The Sharp-Kahin strategy therefore involved two stages. The first was to find youngsters capable of securing tenure by showing strong disciplinary credentials. (Usually departments were not much interested in Southeast Asia as such.) Having located such youngsters they would then use Rockefeller and Ford money to pay the salaries of these young scholars for a few years, on the understanding that if they did well from a disciplinary viewpoint, they would be moved over to their department’s regular salary budget. The second step was to make sure the youngsters did a lot of undergraduate teaching on subjects having nothing to do with Southeast Asia. In my case, I taught subjects like ‘Traditions of Socialism’, ‘Politics in the British Commonwealth’, ‘The Political Role of the Military’, or ‘Politics and Literature’. This involved a lot of work, but it protected the program from lapsing into isolation and Orientalism. The crucial thing was that every professor in the program should have a firm base in a discipline, and be able to teach many more subjects than just Southeast Asia.
It was still quite hard to realize these goals in the 1950s, but the situation changed greatly in the 1960s. First, the Russians’ achievement in putting an astronaut into space ahead of the Americans alarmed many politically powerful people and institutions in the US. Part of the humiliation was attributed to the backwardness of American universities. But there were wider anxieties as well: the war in Korea, the rising power of Mao’s China, the growing crisis in Indochina, wars in South Asia, instability in the Middle East, and so on. Starting around 1960, a huge amount of money was poured into the universities in the form of scholarships, language courses and the like. Area programs like Cornell’s Southeast Asia Program for the first time began to receive a lot of money from the state.

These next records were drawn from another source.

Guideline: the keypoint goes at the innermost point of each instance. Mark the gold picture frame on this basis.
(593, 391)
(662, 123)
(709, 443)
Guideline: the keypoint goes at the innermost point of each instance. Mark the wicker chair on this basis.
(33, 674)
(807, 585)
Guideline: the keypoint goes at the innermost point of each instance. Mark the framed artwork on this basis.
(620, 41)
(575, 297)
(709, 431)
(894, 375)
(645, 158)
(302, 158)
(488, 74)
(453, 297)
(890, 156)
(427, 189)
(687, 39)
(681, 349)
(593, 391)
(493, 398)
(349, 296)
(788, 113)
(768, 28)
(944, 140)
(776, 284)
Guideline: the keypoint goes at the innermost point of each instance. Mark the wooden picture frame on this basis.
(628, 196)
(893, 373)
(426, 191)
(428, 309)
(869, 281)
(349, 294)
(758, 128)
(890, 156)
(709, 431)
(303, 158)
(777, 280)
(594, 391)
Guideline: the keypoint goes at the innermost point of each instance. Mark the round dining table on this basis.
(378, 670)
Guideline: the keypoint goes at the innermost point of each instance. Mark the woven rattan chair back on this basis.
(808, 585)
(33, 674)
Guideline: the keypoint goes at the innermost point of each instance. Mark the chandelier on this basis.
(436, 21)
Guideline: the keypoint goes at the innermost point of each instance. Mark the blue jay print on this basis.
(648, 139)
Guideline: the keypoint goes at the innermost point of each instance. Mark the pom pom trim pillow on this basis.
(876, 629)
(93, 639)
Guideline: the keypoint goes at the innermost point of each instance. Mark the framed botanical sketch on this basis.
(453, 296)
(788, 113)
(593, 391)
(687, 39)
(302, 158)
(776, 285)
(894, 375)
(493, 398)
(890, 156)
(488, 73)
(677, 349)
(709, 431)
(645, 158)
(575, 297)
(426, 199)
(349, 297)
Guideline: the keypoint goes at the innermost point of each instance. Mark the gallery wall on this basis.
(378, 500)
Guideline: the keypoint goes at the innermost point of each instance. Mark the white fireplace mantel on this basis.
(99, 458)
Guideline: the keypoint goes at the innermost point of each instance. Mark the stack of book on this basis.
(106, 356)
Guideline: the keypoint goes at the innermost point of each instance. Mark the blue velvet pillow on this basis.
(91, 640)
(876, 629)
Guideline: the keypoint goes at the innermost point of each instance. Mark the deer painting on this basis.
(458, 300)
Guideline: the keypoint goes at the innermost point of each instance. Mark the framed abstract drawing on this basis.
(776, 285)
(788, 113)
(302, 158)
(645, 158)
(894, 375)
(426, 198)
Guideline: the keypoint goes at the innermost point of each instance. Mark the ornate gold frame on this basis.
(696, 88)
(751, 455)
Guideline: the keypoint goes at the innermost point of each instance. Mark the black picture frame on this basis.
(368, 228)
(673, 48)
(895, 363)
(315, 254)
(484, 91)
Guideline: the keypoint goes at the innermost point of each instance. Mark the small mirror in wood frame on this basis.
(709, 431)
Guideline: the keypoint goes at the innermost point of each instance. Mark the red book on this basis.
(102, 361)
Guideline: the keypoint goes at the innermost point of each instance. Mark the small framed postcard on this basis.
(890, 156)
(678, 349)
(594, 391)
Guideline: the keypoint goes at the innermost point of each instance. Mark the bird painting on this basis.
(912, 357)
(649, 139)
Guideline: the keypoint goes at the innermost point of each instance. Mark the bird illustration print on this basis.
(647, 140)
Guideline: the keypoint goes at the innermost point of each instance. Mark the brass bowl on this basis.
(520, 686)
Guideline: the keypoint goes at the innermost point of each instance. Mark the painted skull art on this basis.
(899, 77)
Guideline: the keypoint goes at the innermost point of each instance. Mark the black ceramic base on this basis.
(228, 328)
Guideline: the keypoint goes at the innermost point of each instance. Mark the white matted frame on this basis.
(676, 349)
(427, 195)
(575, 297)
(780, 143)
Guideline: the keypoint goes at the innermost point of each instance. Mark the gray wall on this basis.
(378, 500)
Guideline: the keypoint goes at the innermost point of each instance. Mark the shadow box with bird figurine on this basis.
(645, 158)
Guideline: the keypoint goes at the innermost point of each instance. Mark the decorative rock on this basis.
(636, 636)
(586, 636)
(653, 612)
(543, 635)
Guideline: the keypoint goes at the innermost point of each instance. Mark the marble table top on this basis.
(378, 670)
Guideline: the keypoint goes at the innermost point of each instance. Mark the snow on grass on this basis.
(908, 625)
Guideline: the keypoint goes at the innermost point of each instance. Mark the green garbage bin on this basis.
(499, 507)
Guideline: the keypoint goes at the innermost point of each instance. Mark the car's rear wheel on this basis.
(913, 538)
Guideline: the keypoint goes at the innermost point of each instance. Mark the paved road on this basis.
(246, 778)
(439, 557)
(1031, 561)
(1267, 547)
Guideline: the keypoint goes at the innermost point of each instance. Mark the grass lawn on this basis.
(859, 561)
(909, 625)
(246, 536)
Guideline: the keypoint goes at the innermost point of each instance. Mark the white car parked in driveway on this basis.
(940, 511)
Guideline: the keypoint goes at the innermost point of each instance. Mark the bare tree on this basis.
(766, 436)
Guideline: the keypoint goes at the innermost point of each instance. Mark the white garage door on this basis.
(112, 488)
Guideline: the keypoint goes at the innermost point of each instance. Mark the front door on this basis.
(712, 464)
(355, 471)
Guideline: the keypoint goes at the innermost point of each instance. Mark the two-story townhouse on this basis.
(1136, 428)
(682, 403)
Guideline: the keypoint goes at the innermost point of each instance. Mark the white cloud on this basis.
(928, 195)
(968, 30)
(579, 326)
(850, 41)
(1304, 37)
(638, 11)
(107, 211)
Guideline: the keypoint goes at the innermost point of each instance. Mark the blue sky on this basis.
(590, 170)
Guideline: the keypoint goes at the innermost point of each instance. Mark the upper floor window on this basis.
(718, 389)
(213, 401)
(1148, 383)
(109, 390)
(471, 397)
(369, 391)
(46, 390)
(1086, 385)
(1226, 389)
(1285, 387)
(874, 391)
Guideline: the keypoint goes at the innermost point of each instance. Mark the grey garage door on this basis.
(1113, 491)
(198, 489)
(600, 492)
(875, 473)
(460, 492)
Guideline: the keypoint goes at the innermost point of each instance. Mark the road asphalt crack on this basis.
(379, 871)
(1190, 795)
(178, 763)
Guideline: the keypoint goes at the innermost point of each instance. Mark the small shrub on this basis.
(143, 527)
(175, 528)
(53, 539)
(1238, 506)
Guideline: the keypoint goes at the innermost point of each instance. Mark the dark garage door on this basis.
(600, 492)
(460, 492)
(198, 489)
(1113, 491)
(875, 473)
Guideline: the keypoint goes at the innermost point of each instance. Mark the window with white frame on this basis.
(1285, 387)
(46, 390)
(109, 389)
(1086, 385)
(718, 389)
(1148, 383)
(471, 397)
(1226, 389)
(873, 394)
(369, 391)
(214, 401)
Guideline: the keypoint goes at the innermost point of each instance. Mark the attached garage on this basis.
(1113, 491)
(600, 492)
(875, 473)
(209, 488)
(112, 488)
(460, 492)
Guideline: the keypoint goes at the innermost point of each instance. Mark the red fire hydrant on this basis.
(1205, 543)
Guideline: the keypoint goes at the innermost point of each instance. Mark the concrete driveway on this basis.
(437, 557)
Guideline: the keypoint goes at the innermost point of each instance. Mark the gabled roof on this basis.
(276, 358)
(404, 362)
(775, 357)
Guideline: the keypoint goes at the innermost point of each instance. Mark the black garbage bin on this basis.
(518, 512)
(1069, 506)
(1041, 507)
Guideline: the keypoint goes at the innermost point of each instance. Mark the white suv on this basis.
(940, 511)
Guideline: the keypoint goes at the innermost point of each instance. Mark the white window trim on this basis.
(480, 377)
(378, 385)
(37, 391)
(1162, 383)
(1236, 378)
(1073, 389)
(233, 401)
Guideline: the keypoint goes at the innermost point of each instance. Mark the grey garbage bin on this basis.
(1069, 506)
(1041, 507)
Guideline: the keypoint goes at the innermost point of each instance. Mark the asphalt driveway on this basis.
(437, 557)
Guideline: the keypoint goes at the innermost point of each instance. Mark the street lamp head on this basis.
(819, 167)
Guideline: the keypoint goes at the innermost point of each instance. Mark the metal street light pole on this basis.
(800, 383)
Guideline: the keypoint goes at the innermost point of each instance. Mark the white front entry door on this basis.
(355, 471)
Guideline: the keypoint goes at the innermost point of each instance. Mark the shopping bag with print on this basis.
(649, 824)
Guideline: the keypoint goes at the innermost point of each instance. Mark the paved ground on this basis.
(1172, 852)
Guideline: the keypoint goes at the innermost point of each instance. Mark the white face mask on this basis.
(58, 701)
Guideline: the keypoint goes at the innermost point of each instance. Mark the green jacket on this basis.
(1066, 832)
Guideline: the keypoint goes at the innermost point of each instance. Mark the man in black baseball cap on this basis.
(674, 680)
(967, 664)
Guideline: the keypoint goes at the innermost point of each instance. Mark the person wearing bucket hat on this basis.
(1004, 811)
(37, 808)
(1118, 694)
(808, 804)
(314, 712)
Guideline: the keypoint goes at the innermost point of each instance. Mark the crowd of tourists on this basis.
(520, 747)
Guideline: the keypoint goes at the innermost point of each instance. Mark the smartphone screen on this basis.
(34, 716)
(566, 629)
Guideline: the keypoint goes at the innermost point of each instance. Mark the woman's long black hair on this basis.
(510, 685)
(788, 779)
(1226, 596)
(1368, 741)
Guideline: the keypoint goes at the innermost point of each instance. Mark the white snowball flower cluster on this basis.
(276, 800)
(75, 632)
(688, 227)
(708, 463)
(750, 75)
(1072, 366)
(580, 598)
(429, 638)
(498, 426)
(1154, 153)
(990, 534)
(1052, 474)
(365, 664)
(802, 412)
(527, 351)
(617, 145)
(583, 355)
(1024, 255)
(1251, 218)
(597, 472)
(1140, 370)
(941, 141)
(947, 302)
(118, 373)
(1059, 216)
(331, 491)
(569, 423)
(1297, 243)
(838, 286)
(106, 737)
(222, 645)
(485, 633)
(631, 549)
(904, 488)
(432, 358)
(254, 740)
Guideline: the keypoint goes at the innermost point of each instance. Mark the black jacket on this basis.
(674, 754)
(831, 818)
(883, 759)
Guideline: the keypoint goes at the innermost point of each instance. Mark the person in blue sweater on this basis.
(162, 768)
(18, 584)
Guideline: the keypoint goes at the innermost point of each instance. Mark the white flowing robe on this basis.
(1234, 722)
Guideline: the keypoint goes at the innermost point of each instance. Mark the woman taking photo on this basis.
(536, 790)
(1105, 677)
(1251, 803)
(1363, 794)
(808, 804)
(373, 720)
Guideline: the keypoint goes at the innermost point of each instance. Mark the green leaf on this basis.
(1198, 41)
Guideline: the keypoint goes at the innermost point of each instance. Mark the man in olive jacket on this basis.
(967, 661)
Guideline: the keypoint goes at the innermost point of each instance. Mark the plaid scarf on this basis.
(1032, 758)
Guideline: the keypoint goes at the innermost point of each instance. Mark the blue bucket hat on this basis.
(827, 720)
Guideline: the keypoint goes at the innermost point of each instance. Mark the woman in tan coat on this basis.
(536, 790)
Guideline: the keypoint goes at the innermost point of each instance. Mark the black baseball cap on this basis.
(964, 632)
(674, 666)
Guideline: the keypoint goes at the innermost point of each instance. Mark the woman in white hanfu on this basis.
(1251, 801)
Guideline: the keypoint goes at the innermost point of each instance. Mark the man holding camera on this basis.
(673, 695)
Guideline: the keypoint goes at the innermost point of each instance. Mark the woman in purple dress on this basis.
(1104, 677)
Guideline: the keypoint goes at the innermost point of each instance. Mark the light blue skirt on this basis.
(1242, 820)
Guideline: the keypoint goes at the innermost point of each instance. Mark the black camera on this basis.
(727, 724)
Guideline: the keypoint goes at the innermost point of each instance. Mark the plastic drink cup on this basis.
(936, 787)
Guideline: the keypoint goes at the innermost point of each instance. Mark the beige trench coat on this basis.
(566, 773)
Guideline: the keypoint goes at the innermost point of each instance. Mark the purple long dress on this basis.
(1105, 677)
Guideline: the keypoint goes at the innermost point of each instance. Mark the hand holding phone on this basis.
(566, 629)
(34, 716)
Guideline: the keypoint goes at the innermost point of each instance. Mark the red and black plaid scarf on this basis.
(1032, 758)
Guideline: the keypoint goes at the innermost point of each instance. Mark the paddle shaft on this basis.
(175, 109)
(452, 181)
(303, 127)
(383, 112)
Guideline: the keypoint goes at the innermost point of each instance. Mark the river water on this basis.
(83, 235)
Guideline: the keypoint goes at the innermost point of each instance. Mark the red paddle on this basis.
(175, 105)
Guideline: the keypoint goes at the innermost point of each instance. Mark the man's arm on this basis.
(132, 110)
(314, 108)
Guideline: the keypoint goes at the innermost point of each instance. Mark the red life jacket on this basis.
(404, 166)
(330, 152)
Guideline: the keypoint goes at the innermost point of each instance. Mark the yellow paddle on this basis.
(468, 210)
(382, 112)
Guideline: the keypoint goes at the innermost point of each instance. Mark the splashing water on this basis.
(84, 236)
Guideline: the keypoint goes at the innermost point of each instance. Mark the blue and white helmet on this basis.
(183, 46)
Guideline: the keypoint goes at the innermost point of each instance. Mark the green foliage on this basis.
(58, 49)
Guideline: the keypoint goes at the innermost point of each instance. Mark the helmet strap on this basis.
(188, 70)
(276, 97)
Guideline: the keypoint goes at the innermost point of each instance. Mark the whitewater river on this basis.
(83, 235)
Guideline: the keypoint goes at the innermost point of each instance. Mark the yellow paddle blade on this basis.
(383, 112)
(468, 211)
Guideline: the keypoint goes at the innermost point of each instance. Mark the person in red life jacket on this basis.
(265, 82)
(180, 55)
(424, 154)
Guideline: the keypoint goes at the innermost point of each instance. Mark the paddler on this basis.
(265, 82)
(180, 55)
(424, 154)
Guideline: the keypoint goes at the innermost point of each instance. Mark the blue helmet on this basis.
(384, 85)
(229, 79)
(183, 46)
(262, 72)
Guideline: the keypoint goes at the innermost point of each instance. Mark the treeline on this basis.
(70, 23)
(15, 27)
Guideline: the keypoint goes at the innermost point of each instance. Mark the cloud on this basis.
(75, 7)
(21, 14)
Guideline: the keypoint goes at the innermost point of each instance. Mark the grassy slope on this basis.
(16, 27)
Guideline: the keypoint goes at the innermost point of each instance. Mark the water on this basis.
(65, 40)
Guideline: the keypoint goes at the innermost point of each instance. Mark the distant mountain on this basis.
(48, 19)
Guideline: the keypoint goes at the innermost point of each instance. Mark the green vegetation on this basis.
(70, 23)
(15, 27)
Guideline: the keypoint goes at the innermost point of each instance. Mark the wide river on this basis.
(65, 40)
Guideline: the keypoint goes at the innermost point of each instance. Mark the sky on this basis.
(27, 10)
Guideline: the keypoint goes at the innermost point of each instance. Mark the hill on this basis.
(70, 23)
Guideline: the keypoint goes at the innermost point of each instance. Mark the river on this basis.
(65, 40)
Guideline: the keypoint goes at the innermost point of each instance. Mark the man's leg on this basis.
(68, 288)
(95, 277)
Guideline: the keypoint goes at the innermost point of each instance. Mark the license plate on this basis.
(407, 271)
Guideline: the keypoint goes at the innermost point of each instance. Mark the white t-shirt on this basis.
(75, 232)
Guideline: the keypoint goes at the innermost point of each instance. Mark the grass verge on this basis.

This change created a clear semi-generational break among the students. The whole time I was a graduate student, my classmates and I never received any scholarships; we paid for our education by working as teaching assistants to professors with large classes. We took this for granted, assumed it was good practice for the future, and even quite enjoyed it. By 1961, the number of graduate students had visibly increased, most had scholarships, and some were rather annoyed if they were forced (for their own good) to teach.